If you are a small supplier of home medical equipment, Medicare's new competitive bidding program may seem like a vengeful Transformer bent on destruction--but don't give up hope for a rescue.
On Oct. 31, members of the U.S. House Small Business Committee's Subcommittee on Investigations and Oversight heard testimony on the program's impact on small HME players.
New total: CMS is reviewing about 6,300 certified bids from round one of Medicare's new competitive bidding program for HME, testified agency official Laurence Wilson.
That number falls significantly short of an early CMS projection that nearly 16,000 would "submit a bid because they will want the opportunity to continue to provide these products to Medicare beneficiaries and to expand their business base." But Wilson tried to downplay the difference between the actual and projected bid numbers, saying that the numbers are "much closer together than folks had been thinking."
Still, industry insiders say the low number of total bids adds to concerns that many small suppliers will falter under the strain of competitive bidding.
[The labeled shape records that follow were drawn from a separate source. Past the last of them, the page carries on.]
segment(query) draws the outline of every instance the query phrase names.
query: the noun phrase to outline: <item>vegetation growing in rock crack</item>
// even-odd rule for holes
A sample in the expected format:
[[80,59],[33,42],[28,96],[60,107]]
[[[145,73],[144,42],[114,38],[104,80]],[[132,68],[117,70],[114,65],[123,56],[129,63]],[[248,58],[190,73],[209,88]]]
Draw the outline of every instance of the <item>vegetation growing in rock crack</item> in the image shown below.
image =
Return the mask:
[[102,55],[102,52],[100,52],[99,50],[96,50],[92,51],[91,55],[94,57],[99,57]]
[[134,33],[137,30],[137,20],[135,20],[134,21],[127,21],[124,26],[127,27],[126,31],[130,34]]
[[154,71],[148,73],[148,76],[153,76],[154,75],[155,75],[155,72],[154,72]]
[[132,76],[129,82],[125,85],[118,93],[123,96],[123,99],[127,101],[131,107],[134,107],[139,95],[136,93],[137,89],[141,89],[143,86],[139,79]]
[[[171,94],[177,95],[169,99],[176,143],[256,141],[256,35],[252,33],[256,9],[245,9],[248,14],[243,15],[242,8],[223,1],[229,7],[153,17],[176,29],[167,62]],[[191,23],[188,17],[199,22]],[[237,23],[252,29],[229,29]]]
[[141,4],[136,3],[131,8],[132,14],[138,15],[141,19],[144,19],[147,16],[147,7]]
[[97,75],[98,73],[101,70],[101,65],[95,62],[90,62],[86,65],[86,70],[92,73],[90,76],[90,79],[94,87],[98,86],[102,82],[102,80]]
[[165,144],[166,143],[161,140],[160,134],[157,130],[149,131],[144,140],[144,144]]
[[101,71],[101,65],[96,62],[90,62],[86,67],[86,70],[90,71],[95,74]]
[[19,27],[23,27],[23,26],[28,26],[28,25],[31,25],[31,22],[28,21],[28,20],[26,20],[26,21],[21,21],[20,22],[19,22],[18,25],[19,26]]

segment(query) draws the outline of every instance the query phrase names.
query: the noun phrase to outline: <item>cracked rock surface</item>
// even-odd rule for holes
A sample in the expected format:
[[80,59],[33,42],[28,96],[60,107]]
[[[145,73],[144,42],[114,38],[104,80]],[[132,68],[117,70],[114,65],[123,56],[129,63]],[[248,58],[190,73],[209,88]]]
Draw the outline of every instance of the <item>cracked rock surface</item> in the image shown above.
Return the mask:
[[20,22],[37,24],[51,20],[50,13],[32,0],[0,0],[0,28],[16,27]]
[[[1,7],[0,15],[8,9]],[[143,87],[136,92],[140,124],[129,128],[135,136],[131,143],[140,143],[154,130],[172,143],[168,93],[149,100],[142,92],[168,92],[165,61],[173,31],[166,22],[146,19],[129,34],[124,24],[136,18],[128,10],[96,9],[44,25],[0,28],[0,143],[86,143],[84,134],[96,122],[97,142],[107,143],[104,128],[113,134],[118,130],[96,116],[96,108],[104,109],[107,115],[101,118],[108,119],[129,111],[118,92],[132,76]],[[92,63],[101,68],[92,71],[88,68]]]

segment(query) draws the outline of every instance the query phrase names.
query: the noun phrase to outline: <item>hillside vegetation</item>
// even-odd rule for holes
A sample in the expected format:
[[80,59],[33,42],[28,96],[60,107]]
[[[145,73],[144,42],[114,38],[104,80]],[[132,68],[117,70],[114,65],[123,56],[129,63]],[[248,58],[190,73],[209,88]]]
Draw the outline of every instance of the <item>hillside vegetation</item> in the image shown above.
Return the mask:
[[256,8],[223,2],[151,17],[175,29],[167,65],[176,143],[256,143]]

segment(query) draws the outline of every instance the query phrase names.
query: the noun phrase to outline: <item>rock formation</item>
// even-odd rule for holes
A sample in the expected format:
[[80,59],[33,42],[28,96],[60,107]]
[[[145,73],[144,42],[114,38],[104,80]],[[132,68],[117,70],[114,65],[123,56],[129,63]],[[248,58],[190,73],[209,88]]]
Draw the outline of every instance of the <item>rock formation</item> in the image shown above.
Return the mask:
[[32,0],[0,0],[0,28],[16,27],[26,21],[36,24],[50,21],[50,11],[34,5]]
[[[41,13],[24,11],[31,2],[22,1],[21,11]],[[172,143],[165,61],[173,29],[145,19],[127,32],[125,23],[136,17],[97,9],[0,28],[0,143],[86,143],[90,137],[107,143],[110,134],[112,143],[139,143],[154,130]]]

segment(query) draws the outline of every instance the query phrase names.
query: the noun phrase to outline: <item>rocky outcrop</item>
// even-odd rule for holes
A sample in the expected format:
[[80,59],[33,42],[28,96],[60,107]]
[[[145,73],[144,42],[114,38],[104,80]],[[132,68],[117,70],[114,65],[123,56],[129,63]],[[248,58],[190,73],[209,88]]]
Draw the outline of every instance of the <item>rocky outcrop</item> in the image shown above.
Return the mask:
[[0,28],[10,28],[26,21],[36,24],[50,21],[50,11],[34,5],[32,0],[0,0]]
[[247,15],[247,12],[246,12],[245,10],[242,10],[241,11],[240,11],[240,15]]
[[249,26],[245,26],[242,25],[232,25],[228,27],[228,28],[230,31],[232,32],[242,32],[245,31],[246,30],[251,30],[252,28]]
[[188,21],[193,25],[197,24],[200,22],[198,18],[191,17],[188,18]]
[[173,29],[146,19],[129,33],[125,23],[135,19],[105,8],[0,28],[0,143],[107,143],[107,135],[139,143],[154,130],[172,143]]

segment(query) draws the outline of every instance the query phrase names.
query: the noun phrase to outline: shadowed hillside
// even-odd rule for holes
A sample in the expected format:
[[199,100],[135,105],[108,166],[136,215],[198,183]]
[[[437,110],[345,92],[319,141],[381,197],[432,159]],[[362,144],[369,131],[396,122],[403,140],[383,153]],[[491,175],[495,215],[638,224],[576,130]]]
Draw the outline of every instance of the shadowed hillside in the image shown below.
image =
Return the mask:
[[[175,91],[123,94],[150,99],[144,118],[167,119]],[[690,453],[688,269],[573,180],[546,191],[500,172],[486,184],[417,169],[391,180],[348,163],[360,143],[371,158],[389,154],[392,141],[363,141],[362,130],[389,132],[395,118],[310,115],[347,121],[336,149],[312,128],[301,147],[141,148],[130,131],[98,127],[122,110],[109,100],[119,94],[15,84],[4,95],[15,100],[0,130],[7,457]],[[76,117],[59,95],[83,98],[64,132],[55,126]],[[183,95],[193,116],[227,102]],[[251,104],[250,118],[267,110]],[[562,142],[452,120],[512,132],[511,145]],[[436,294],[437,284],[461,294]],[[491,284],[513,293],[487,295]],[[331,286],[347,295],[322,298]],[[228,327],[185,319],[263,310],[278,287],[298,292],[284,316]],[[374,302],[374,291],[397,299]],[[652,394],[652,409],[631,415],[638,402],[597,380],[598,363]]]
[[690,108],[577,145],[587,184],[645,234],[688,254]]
Georgetta Blackburn, an HME provider in Pittsburgh who testified on behalf of the American Association for Homecare, said that the low number of bids reflects an attitude that suppliers "chose not to get involved."
"Since Medicare typically makes up between 35 to 50 percent of a small home care provider's practice, losing the ability to provide competitively bid items for the three-year contract is essentially a death knell to these providers," she said.
"While the objective is to reduce costs, it is not clear that the new competitive bidding program will achieve this goal without unraveling the DME small business community," said subcommittee chair Jason Altmire (D-PA). "This may spell ruin for small providers whose revenues are often less than a million dollars a year."
Altmire expects that the only businesses to survive the program will be national suppliers, he added.
Next step: Altmire and others could push for a House Ways and Means Committee hearing on competitive bidding's impact.